Cattolici e politica

Tratto da: Adista Segni Nuovi n° 11 del 19/03/2016

Le vicende che hanno accompagnato l’approvazione in Senato della legge che sancisce diritti e doveri delle coppie di omosessuali riconoscendole come unioni civili, e il dibattito che si è sviluppato  dentro e fuori l’aula di Palazzo Madama hanno rivelato profonde divergenze non solo nella pubblica opinione, ma anche nel mondo cattolico.  

Inducono ad una riflessione sul rapporto Chiesa e politica, che il dibattito ripropone perché coinvolge due temi con indubbie implicazioni etiche su cui la gerarchia cattolica ha da sempre rivendicato piena ed esclusiva competenza: la famiglia  e la sessualità.  

Il card.
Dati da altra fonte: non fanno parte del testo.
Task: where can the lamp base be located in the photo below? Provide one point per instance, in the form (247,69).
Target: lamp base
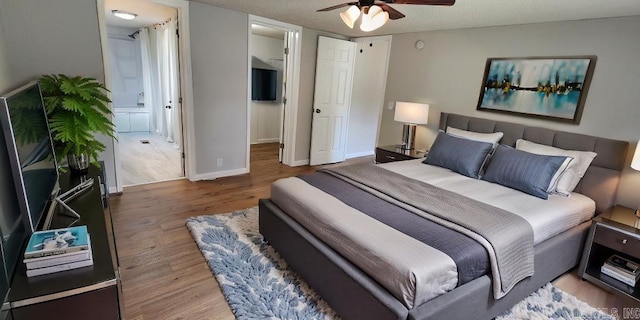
(408,136)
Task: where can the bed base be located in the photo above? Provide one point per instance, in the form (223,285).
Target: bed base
(353,295)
Angelo Bagnasco, alla vigilia della discussione del disegno di legge, ha proclamato il dissenso della Cei, di cui è presidente. Un milione (???) di cattolici tradizionalisti ...hanno invaso il Circo Massimo a Roma per esprimere la propria radicale opposizione. I senatori che nel Partito democratico si qualificano come “cattolici”  erano pronti a fare obiezione di coscienza alla scelta del gruppo Pd di votare a favore del progetto Cirinnà. Non sono stati della partita, pur se in diverso modo, mons. Nunzio Galantino, segretario della Cei; le dirigenze nazionali di alcune delle storiche associazioni del laicato cattolico; molti preti; i cattolici del dissenso. Lo stesso papa Francesco non si è coinvolto, dichiarandosi estraneo alla situazione italiana.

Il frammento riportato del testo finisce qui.